Re: [fuse-devel] Proxmox + NFS w/ exported FUSE = EIO

Bernd Schubert <bernd.schubert@xxxxxxxxxxx> · Mon, 19 Feb 2024 20:17:10 +0100

On 2/19/24 20:05, Antonio SJ Musumeci wrote:
> On Monday, February 19th, 2024 at 5:36 AM, Bernd Schubert <bernd.schubert@xxxxxxxxxxx> wrote:
> 
>>
>>
>>
>>
>> On 2/18/24 01:48, Antonio SJ Musumeci wrote:
>>
>>> On 2/7/24 01:04, Amir Goldstein wrote:
>>>
>>>> On Wed, Feb 7, 2024 at 5:05 AM Antonio SJ Musumeci trapexit@xxxxxxxxxx wrote:
>>>>
>>>>> On 2/6/24 00:53, Amir Goldstein wrote:
>>>>> only for a specific inode object to which you have an open fd for.
>>>>> Certainly not at the sb/mount level.
>>>>
>>>> Thanks,
>>>> Amir.
>>>
>>> Thanks again Amir.
>>>
>>> I've narrowed down the situation but I'm still struggling to pinpoint
>>> the specifics. And I'm unfortunately currently unable to replicate using
>>> any of the passthrough examples. Perhaps some feature I'm enabling (or
>>> not). My next steps are looking at exactly what differences there are in
>>> the INIT reply.
>>>
>>> I'm seeing a FUSE_LOOKUP request coming in for ".." of nodeid 1.
>>>
>>> I have my FUSE fs setup about as simply as I can. Single threaded. attr
>>> and entry/neg-entry caching off. direct-io on. EXPORT_SUPPORT is
>>> enabled. The mountpoint is exported via NFS. On the same host I mount
>>> NFS. I mount it on another host as well.
>>>
>>> On the local machine I loop reading a large file using dd
>>> (if=/mnt/nfs/file, of=/dev/null). After it finished I echo 3 >
>>> drop_caches. That alone will go forever. If on the second machine I
>>> start issuing `ls -lh /mnt/nfs` repeatedly after a moment it will
>>> trigger the issue.
>>>
>>> `ls` will successfully statx /mnt/nfs and the following openat and
>>> getdents also return successfully. As it iterates over the output of
>>> getdents statx's for directories fail with EIO and files succeed as
>>> normal.
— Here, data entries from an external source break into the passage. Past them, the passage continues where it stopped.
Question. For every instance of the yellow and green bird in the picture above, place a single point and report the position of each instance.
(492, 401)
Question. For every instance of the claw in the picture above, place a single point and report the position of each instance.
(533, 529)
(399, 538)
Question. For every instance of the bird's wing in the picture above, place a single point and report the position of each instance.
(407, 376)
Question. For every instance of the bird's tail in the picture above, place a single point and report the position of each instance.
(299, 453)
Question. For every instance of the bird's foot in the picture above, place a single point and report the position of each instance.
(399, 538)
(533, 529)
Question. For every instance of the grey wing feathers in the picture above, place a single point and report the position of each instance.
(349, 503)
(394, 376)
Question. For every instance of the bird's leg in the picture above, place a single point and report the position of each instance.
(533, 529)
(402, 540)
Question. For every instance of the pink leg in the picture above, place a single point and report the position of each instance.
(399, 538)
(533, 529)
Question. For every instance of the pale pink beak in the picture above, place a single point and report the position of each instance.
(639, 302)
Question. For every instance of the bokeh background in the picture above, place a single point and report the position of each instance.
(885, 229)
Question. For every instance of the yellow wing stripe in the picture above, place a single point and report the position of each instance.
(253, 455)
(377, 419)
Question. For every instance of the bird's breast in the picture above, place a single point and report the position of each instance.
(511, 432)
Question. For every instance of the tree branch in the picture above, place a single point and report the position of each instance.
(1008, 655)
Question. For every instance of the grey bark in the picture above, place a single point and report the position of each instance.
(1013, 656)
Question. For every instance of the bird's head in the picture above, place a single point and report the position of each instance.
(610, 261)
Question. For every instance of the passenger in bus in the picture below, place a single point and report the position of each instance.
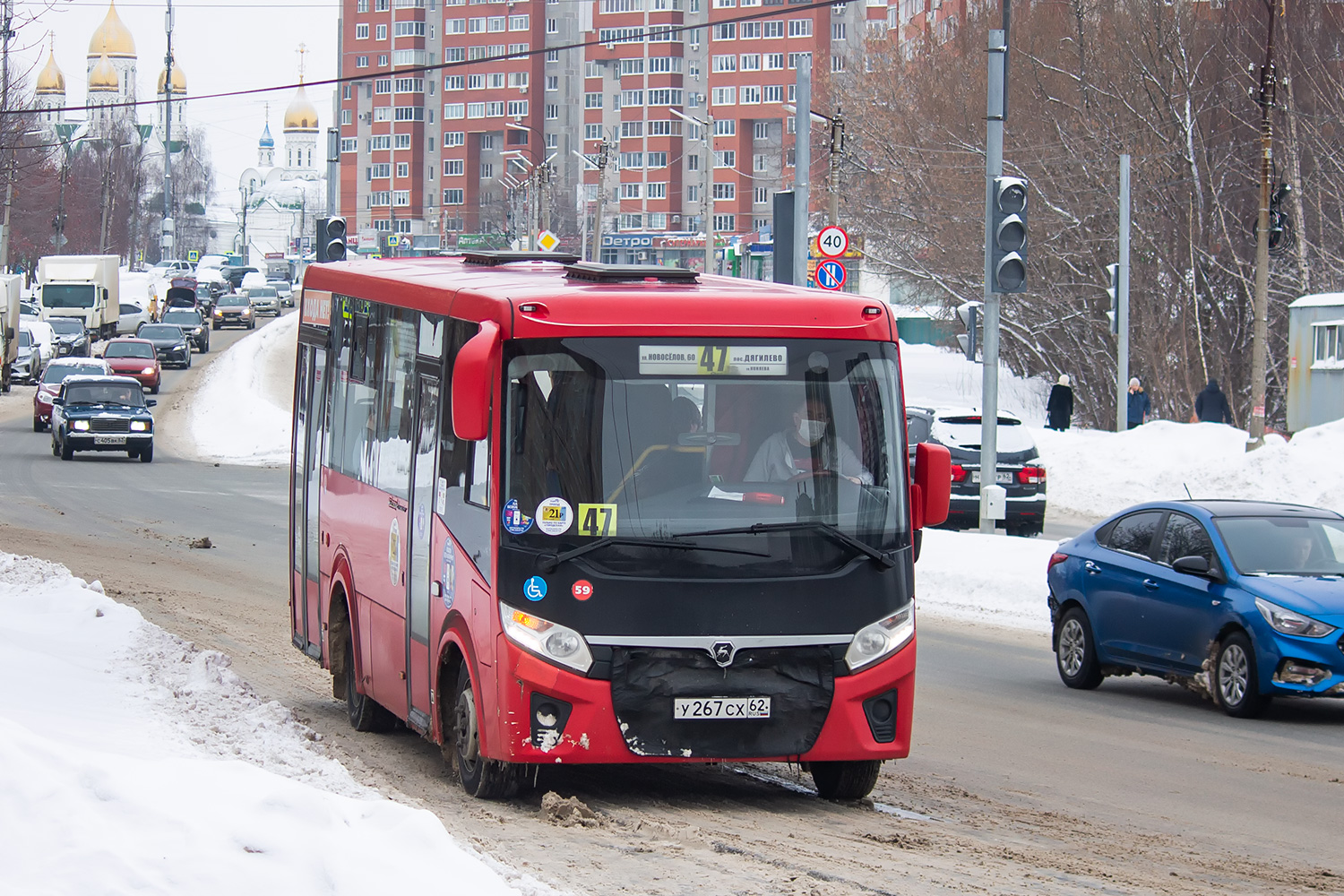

In my FUSE server for each EIO failure I'm seeing a lookup for
>>> ".." on nodeid 1. Afterwards all lookups fail on /mnt/nfs. The only
>>> request that seems to work is statfs.
>>>
>>> This was happening some time ago without me being able to reproduce it
>>> so I put a check to see if that was happening and return -ENOENT.
>>> However, looking over libfuse HLAPI it looks like fuse_lib_lookup
>>> doesn't handle this situation. Perhaps a segv waiting to happen?
>>>
>>> If I remove EXPORT_SUPPORT I'm no longer triggering the issue (which I
>>> guess makes sense.)
>>>
>>> Any ideas on how/why ".." for root node is coming in? Is that valid? It
>>> only happens when using NFS? I know there is talk of adding the ability
>>> of refusing export but what is the consequence of disabling
>>> EXPORT_SUPPORT? Is there a performance or capability difference? If it
>>> is a valid request what should I be returning?
>>
>>
>> If you don't set EXPORT_SUPPORT, it just returns -ESTALE in the kernel
>> side functions - which is then probably handled by the NFS client. I
>> don't think it can handle that in all situations, though. With
>> EXPORT_SUPPORT an uncached inode is attempted to be opened with the name
>> "." and the node-id set in the lookup call. Similar for parent, but
>> ".." is used.
>>
>> A simple case were this would already fail without NFS, but with the
>> same API
>>
>> name_to_handle_at()
>> umount fuse
>> mount fuse
>> open_by_handle_at
>>
>>
>> I will see if I can come up with a simple patch that just passes these
>> through to fuse-server
>>
>>
>> static const struct export_operations fuse_export_operations = {
>> .fh_to_dentry = fuse_fh_to_dentry,
>> .fh_to_parent = fuse_fh_to_parent,
>> .encode_fh = fuse_encode_fh,
>> .get_parent = fuse_get_parent,
>> };
>>
>>
>>
>>
>> Cheers,
>> Bernd
> 
> Thank you but I'm not sure I'm able to piece together the answers to my questions from that.
> 
> Perhaps my ignorance of the kernel side is showing but how can the root node have a parent? If it can have a parent then does that mean that the HLAPI has a possible bug in lookup?
> 
> I handle "." and ".." just fine for non-root nodes. But this is `lookup(nodeid=1,name="..");`.
> 
> Given the relative directory structure:
> 
> * /dir1/
> * /dir2/
> * /dir3/
> * /file1
> * /file2
> 
> This is what I see from the kernel:
> 
> lookup(nodeid=3, name=.);
> lookup(nodeid=3, name=..);
> lookup(nodeid=1, name=dir2);
> lookup(nodeid=1, name=..);
> forget(nodeid=3);
> forget(nodeid=1);
> 
> lookup(nodeid=4, name=.);
> lookup(nodeid=4, name=..);
> lookup(nodeid=1, name=dir3);
> lookup(nodeid=1, name=..);
> forget(nodeid=4);
> 
> lookup(nodeid=5, name=.);
> lookup(nodeid=5, name=..);
> lookup(nodeid=1, name=dir1);
> lookup(nodeid=1, name=..);
> forget(nodeid=5);
> forget(nodeid=1);
> 
> 
> It isn't clear to me what the proper response is for lookup(nodeid=1, name=..). Make something up? From userspace if you stat "/.." you get details for "/". If I respond to that lookup request with the details of root node it errors out.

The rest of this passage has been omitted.